Ge$^\text{2}$mS-T: Multi-Dimensional Grouping for Ultra-High Energy Efficiency in Spiking Transformer
Summary: arXiv:2604.08894v1 Announce Type: cross
Abstract: Spiking Neural Networks (SNNs) offer superior energy efficiency over Artificial Neural Networks (ANNs). However, they encounter significant deficiencies in training and inference metrics when applied to Spiking Vision Transformers (S-ViTs). Existing paradigms including ANN-SNN Conversion and Spatial-Temporal Backpropagation (STBP) suffer from inherent limitations, precluding concurrent optimization of memory, accuracy and energy consumption. To address these issues, we propose Ge$^\text{2}$mS-T, a novel architecture implementing grouped computation across temporal, spatial and network structure dimensions.

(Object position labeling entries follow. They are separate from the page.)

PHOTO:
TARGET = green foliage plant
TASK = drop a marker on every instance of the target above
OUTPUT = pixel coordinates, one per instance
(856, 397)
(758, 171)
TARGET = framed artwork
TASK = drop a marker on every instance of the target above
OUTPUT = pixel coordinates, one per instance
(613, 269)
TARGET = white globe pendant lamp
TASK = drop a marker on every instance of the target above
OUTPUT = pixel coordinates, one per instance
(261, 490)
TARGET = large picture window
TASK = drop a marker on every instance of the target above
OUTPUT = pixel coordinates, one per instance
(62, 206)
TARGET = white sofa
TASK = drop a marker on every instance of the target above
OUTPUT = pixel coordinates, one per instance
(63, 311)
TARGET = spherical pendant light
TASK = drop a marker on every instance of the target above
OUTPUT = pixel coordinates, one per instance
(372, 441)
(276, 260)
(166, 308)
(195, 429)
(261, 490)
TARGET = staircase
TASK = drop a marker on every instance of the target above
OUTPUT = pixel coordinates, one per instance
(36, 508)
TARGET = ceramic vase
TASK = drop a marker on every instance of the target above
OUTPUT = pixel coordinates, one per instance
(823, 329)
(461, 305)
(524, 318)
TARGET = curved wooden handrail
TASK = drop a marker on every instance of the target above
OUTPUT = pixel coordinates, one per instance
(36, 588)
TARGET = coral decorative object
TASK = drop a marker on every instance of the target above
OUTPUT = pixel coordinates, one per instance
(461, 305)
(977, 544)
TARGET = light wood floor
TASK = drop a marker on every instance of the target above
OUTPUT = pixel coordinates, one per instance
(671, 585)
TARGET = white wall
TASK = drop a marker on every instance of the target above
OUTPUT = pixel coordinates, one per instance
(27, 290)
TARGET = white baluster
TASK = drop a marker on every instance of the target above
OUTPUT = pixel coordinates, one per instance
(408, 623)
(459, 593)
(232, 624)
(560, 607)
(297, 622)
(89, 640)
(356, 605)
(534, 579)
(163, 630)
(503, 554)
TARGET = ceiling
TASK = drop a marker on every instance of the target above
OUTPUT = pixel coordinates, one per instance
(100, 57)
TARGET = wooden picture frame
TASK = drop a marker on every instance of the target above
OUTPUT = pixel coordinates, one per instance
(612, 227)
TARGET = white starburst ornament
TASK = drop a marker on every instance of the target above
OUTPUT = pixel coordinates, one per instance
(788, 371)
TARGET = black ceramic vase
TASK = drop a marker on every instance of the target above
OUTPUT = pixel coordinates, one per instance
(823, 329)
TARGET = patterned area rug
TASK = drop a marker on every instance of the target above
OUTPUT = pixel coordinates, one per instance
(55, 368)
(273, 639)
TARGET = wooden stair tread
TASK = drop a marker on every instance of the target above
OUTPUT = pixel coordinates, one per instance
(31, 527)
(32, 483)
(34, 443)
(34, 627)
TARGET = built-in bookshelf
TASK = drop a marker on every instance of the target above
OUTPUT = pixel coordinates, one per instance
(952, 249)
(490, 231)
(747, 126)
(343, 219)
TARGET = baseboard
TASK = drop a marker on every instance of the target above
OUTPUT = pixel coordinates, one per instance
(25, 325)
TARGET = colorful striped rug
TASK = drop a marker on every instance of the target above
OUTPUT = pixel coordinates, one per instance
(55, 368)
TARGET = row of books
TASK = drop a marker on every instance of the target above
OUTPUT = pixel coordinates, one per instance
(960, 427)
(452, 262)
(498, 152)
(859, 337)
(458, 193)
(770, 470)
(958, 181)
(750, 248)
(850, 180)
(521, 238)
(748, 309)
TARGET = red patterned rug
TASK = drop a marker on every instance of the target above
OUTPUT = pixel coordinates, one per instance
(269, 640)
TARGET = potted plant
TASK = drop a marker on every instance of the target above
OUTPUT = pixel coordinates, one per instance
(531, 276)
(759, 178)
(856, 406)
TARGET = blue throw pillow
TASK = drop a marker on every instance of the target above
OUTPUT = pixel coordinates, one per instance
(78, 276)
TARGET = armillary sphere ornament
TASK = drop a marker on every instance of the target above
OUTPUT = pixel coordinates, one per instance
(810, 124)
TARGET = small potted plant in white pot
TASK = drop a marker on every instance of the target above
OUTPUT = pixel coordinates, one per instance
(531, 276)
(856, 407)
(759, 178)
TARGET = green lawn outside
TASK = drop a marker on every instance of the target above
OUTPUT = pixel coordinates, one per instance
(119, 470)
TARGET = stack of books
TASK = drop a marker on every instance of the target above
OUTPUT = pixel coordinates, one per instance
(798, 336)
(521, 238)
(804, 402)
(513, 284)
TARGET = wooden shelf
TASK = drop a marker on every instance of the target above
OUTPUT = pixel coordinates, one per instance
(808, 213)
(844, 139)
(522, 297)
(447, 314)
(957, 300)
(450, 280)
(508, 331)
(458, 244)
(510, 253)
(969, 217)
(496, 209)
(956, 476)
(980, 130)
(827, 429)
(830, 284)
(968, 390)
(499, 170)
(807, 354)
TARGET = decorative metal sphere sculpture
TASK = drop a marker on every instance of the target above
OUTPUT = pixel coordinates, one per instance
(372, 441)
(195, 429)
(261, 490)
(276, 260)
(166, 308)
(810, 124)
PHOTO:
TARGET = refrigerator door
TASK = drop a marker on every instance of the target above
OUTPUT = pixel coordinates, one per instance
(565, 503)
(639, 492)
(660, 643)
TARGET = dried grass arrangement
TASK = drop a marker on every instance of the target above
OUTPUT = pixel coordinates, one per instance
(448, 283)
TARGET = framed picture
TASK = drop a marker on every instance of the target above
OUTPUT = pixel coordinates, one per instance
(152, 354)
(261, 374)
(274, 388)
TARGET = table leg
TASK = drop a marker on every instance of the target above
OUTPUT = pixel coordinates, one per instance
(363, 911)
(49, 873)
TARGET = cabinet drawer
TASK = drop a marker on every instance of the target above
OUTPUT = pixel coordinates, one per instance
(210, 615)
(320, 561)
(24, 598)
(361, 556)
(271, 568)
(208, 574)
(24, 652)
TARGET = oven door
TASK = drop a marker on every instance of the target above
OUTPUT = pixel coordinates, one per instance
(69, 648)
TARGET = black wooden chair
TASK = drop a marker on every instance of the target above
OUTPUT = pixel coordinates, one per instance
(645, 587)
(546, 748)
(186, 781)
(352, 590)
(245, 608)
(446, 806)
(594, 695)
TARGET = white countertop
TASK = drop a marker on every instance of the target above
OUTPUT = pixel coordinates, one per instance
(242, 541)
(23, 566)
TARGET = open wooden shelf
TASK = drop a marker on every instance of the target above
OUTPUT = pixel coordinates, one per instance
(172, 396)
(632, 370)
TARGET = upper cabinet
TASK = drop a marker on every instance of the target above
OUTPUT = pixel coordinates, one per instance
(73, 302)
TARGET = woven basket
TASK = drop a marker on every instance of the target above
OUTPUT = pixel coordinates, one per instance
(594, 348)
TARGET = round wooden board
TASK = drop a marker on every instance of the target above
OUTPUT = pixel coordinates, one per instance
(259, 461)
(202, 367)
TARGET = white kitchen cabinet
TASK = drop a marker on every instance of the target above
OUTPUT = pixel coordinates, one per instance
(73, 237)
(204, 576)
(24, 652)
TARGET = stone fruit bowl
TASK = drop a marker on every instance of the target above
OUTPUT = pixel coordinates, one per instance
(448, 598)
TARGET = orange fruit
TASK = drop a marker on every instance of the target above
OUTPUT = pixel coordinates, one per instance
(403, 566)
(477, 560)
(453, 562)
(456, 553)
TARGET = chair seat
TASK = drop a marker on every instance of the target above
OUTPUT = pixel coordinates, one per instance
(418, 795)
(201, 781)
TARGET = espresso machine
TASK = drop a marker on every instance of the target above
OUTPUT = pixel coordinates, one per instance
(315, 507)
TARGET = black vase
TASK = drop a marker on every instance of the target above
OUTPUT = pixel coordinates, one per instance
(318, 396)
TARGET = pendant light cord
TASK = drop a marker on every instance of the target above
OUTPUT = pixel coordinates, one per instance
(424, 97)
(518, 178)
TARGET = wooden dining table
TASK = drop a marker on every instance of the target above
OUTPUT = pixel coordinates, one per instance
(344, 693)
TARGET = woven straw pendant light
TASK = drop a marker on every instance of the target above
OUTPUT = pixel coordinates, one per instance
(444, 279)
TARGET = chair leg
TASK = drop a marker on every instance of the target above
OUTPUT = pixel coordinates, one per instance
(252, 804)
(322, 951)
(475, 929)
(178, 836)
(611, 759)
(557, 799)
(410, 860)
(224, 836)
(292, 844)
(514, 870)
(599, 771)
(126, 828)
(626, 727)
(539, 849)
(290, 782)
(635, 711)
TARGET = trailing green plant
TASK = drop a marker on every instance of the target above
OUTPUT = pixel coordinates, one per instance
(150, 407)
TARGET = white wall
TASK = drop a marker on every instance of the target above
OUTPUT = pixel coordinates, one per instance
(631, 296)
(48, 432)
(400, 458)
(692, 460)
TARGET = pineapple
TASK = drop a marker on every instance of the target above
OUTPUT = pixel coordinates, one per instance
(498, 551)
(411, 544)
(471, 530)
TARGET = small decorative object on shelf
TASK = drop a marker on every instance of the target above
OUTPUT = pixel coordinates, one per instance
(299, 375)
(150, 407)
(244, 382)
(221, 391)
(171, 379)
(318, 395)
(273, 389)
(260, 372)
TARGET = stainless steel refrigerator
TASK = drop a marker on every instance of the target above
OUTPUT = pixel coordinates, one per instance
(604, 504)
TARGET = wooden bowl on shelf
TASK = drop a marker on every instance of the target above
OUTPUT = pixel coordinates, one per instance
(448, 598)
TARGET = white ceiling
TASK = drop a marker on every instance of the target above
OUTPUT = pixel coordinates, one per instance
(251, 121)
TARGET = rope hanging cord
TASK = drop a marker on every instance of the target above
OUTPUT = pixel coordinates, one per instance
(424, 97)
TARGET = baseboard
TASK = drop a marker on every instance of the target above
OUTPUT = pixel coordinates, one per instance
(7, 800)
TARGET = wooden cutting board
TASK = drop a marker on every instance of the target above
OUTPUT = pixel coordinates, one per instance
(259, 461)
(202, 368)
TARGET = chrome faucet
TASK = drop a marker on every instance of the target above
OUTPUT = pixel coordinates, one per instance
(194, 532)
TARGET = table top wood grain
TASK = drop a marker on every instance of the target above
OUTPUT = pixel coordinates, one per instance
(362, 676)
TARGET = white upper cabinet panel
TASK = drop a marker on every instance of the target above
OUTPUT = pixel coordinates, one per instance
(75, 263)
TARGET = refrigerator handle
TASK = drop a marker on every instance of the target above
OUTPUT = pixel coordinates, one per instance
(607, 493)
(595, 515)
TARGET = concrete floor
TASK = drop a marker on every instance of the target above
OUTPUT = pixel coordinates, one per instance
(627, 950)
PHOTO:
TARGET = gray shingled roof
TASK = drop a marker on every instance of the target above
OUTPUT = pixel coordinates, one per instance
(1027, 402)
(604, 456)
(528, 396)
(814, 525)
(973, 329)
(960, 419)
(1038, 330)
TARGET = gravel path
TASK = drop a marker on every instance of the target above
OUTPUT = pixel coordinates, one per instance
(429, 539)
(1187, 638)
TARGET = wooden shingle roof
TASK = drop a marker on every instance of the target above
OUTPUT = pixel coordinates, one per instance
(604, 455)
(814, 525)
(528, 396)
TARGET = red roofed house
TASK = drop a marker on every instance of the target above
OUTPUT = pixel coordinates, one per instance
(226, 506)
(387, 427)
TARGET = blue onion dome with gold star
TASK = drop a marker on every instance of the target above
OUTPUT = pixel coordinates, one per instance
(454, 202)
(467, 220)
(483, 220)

Specifically, we introduce the Grouped-Exponential-Coding-based IF (ExpG-IF) model, enabling lossless conversion with constant training overhead and precise regulation for spike patterns. Additionally, we develop Group-wise Spiking Self-Attention (GW-SSA) to reduce computational complexity via multi-scale token grouping and multiplication-free operations within a hybrid attention-convolution framework. Experiments confirm that our method can achieve superior performance with ultra-high energy efficiency on challenging benchmarks.
To our best knowledge, this is the first work to systematically establish multi-dimensional grouped computation for resolving the triad of memory overhead, learning capability and energy budget in S-ViTs.
Introduction
As the demand for energy-efficient AI models grows, Spiking Neural Networks (SNNs) have emerged as a promising alternative to traditional Artificial Neural Networks (ANNs). However, challenges remain, particularly in their application to Spiking Vision Transformers (S-ViTs). The need for effective training and inference metrics has become increasingly urgent.
Overview of Key Innovations
- Grouped-Exponential-Coding-based IF (ExpG-IF) Model: This innovative model promotes lossless conversion while maintaining constant training overhead. The capacity for precise regulation of spike patterns is a significant advantage.
- Group-wise Spiking Self-Attention (GW-SSA): This development focuses on reducing computational complexity. By utilizing multi-scale token grouping and multiplication-free operations, GW-SSA enhances performance within a hybrid attention-convolution framework.
- Multi-Dimensional Grouped Computation: This is a systematic approach to simultaneously address memory overhead, learning capability, and energy budget, making it a groundbreaking advancement in the field.
Experimental Results and Performance
Our experiments demonstrate that the Ge$^\text{2}$mS-T architecture not only meets but exceeds expectations in terms of energy efficiency and performance. The benchmarks reveal a substantial improvement over existing models, underscoring the effectiveness of our grouped computation strategy.
Conclusion
In conclusion, the Ge$^\text{2}$mS-T architecture represents a pivotal advancement in the development of Spiking Vision Transformers. By implementing multi-dimensional grouped computation, we pave the way for future innovations in energy-efficient AI models. Our findings could inspire further research aimed at optimizing SNNs and enhancing their practical applications across various domains.